Not exactly. When I'm listening to a friend monologue about something that I'm not interested in I'm usually enjoying being with my friend and not totally bored out of my mind. I may entertain myself by making observations of their mood, health etc.
Friendship is also about gauging the other person's interest level and limiting the monologuing to levels they find agreeable. We also try to steer the conversation into areas that are interesting for both parties. My son is very interested in robotics and I'm not. I am interested in artificial intelligence. When he starts monologuing about robots I'll often steer him toward AI which is something we both enjoy talking about. As an Aspie he doesn't always take the bait, but then I tell him what I'm doing and why.
None of that is small talk. That's all the stuff that comes after small talk if things go well with the conversation and/or there is time and opportunity for more. With a good friend there may be little or no need to even bother with the small talk.

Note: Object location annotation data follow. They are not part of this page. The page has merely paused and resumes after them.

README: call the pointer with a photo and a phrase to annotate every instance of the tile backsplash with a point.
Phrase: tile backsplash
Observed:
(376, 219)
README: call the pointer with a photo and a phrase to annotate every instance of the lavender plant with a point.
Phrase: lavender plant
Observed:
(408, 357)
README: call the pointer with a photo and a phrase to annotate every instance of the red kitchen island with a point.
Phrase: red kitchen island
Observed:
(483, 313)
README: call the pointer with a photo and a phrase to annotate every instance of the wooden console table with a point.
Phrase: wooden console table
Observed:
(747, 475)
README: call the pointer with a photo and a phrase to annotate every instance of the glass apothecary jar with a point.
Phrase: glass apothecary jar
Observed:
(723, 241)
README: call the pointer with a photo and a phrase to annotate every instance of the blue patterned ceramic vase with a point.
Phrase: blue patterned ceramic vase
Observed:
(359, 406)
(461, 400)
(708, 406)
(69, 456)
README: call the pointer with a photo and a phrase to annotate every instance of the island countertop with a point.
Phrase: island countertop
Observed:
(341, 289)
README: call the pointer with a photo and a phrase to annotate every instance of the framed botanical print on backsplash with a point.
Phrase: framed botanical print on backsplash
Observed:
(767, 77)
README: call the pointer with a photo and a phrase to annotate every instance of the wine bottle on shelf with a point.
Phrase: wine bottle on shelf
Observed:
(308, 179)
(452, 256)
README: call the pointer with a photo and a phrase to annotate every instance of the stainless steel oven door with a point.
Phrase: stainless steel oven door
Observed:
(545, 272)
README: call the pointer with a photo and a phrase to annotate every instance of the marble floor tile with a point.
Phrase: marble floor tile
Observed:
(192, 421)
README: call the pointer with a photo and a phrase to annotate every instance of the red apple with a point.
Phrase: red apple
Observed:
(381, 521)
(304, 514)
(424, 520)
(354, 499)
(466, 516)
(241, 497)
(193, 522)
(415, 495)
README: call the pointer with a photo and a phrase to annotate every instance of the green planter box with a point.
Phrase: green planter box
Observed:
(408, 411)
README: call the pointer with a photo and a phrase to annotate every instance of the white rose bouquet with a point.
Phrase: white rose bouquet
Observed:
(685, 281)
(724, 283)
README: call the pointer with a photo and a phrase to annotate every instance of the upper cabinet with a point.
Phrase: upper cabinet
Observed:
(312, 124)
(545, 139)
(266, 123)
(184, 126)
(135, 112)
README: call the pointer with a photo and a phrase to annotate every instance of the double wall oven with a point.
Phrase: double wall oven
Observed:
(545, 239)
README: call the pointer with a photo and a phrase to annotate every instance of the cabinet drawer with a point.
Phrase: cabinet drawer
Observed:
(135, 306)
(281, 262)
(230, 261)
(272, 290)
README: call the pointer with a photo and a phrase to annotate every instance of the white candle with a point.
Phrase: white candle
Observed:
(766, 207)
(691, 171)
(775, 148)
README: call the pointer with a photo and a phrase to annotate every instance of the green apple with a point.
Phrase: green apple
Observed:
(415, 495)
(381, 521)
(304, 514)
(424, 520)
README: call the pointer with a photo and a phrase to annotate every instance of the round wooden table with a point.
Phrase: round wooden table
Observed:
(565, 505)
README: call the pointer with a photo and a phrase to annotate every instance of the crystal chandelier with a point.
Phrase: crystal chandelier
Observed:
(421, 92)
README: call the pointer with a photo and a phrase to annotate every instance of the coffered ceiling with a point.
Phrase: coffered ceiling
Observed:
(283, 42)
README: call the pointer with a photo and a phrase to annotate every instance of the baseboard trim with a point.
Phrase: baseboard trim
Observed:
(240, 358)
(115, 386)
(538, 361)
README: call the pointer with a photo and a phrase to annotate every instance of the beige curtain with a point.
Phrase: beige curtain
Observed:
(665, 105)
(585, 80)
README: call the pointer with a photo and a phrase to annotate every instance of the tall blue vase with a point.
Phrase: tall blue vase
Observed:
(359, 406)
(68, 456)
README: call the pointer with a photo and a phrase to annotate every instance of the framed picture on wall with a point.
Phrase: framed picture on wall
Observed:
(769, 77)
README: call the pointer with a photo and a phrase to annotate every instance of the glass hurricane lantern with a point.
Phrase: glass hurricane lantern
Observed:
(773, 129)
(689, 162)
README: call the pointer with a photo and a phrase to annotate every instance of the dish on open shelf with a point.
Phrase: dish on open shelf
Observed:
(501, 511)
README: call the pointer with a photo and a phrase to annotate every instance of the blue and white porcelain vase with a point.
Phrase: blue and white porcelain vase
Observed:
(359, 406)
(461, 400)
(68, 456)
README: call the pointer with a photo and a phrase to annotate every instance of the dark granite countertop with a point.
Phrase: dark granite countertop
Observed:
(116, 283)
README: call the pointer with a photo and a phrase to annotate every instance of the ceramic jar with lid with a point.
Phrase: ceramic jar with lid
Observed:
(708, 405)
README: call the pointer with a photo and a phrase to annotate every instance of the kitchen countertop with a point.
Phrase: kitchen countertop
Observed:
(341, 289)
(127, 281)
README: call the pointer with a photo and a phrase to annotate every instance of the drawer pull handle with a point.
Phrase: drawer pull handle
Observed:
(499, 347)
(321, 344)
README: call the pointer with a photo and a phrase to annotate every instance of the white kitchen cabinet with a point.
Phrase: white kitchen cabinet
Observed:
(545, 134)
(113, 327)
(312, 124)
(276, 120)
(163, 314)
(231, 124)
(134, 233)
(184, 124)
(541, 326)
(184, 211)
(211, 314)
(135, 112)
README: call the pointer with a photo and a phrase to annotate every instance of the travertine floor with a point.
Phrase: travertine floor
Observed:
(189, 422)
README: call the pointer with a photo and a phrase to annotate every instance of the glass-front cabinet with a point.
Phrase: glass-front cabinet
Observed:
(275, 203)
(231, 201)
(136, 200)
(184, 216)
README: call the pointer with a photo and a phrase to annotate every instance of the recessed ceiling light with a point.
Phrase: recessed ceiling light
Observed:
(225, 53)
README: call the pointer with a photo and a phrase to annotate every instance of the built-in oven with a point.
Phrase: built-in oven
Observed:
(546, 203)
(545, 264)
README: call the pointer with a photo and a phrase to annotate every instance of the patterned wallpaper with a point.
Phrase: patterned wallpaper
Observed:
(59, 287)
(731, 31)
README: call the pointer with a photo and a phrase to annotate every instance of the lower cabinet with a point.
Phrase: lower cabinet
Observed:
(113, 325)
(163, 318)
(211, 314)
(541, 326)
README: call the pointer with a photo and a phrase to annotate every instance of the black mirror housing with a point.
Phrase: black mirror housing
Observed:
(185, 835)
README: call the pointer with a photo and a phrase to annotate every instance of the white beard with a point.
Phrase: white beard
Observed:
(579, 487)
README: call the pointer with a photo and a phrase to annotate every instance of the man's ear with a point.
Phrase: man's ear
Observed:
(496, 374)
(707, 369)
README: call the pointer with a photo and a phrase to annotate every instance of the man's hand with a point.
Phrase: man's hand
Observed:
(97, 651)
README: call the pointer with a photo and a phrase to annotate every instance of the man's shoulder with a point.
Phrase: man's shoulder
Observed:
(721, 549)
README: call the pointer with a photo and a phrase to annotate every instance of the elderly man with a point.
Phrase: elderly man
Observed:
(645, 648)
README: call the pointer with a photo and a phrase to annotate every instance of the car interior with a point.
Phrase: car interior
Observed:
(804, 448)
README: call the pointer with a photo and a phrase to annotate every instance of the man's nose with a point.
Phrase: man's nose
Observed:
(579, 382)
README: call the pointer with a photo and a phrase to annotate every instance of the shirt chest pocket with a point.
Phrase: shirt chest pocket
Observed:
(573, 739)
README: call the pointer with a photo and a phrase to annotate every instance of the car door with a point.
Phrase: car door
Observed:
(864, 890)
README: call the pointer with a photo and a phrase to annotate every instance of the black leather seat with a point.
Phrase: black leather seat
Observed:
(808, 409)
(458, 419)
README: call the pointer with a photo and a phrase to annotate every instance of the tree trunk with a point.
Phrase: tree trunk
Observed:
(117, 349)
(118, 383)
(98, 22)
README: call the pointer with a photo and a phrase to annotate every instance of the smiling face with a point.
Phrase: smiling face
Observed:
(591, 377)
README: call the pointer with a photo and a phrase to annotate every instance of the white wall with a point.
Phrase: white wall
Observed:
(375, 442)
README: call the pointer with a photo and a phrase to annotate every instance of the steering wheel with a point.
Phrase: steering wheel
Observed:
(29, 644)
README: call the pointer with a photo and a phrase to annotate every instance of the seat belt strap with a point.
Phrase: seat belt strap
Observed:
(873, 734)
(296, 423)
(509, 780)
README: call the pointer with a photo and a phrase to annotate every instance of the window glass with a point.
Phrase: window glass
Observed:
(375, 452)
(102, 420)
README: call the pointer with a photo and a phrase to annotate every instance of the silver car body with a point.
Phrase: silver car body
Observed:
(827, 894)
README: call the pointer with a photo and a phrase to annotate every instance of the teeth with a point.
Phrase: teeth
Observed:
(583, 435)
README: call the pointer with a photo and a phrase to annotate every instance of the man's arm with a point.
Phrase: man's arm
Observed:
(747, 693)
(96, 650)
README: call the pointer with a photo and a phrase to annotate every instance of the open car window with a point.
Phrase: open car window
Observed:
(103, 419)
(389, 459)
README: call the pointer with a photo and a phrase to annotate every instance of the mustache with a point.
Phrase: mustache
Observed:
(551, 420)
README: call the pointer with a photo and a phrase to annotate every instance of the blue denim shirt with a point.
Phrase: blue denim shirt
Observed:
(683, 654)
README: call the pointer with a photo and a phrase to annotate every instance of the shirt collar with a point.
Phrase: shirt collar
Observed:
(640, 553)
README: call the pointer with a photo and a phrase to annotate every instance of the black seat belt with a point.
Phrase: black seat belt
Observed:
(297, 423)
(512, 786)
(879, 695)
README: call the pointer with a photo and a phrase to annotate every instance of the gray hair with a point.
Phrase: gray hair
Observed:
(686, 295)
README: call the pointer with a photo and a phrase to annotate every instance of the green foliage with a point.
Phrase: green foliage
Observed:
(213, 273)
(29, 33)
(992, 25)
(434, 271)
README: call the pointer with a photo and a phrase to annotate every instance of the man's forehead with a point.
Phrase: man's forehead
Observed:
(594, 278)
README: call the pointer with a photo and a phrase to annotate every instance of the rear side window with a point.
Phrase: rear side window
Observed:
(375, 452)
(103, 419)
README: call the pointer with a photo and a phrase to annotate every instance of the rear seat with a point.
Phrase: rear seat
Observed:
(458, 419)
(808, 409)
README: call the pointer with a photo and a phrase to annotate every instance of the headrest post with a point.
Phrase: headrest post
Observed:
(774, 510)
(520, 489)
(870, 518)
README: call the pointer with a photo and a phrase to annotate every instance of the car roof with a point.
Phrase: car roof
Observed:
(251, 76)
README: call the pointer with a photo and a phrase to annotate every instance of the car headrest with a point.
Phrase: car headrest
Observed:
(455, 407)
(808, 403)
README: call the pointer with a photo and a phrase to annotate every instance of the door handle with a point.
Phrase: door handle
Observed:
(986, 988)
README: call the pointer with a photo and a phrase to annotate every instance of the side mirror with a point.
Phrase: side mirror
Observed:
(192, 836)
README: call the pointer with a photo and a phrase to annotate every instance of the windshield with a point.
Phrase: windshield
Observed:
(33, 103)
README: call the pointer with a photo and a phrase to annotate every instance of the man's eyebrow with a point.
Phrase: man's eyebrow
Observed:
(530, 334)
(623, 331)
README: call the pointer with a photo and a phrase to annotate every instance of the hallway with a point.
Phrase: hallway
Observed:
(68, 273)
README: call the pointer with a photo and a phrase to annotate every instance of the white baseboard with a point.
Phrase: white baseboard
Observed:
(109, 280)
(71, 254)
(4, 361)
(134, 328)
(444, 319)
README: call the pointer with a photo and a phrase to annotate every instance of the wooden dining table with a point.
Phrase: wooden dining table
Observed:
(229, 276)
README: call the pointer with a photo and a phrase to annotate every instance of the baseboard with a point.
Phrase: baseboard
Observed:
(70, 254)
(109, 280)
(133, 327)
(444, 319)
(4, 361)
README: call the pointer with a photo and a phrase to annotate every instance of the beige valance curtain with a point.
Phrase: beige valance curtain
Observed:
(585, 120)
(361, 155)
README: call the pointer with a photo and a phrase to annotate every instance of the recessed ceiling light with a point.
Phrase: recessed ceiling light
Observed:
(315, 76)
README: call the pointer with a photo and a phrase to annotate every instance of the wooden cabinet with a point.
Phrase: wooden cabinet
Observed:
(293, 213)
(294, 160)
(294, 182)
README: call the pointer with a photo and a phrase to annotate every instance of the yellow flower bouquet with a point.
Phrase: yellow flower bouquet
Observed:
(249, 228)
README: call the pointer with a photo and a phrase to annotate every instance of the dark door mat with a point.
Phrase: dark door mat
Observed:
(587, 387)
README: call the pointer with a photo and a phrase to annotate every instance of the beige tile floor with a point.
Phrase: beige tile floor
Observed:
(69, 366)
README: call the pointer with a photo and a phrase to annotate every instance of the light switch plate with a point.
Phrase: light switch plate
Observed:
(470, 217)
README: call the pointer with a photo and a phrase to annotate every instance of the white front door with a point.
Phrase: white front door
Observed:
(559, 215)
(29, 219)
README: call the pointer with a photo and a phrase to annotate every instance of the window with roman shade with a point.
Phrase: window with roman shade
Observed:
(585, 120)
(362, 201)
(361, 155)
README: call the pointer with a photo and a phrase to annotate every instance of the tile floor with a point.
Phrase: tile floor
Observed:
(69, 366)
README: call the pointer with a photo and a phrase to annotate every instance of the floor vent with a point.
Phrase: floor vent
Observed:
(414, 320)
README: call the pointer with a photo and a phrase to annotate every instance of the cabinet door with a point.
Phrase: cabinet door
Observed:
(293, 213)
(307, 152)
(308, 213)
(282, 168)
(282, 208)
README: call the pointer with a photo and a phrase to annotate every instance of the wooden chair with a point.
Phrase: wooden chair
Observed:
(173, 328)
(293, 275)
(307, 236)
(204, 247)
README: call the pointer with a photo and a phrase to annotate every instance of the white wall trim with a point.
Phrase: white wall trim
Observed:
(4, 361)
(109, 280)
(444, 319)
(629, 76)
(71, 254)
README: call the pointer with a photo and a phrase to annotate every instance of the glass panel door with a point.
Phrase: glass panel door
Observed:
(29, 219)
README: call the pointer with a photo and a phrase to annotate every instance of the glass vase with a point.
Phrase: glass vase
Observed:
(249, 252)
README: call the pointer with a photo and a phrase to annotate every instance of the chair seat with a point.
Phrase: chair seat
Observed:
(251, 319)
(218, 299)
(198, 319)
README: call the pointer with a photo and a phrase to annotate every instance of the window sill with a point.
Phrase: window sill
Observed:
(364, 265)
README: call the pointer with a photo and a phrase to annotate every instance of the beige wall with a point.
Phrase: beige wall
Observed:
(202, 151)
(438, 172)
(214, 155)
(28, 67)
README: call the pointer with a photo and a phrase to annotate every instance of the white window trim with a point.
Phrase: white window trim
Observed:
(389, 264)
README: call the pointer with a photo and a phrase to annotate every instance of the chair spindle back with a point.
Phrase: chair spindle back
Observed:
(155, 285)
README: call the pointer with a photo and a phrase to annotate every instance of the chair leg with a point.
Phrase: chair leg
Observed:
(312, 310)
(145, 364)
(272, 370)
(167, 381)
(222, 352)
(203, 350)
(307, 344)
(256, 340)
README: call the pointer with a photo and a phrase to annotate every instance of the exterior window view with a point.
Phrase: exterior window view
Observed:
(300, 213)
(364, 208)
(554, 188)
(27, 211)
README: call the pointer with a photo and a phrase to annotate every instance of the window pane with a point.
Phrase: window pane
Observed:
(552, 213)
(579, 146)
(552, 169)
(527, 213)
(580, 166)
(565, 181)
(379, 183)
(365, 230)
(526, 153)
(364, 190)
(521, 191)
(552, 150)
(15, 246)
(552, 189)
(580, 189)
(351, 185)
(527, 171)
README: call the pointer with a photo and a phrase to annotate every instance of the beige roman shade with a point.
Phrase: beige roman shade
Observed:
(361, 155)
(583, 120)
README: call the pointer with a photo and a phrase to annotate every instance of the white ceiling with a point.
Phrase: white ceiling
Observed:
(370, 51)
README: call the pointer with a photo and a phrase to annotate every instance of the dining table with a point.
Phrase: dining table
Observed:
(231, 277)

Wait a minute. You mean to tell me that when people ask me how other people I just interacted with are doing, it's because they think I actually know?
...Oh...
I fail to see why you would consider small talk the priority when it gets nothing done and isn't interesting in itself. Couldn't your goals be better achieved by an in-depth discussion of a mutual interest? (If you don't have a mutual interest, couldn't your goals be better achieved by not interacting?)
_________________
I'm using a non-verbal right now. I wish you could see it. --dyingofpoetry
NOT A DOCTOR
...To the NTs, what does interpersonal interaction mean to you?
Kiley addressed this, but to say it a little differently.
No. We've been talking about small talk in particular, and monologuing is NOT small talk.
Also, while there is small talk in friendship, it's not the only kind of conversation, and the closer the friendship, the more there's going to be conversation that goes beyond small talk.
_________________
not aspie, not NT, somewhere in between
Aspie Quiz: 110 Aspie, 103 Neurotypical.
Used to be more autistic than I am now.
...Oh...
I fail to see why you would consider small talk the priority when it gets nothing done and isn't interesting in itself. Couldn't your goals be better achieved by an in-depth discussion of a mutual interest? (If you don't have a mutual interest, couldn't your goals be better achieved by not interacting?)
Yes, people really do want to know how other people are doing.
Some goals are best met through deeper conversation, but not all. For instance, I'm a deeply religious person. I enjoy discussing my beliefs but I don't really care to argue about them in a combative way. I can use small talk to get a general feel for how a stranger/potential friend might handle a more in depth discussion. I can bring up various current events to see how they react. If I don't like their answers I can avoid those topics with them.
Sometimes small talk is just a way to greet a friend and express mutual concern for each other. This week I ran into a very close friend at Wal-Mart. Neither of us wanted to discuss our private business in front of crowds of strangers, so we just commented on the weather. I reminded her that she's got the key to my house if her AC goes out and she knows she's always welcome here (It's extremely hot, her health is frail and, her AC isn't reliable). We promised to have lunch together soon and I think we asked each other for any news of various mutual friends. Then we went back to shopping. The conversation made me feel really good because I care about this lady a great deal, and she was able to let me know that other people I care about are OK.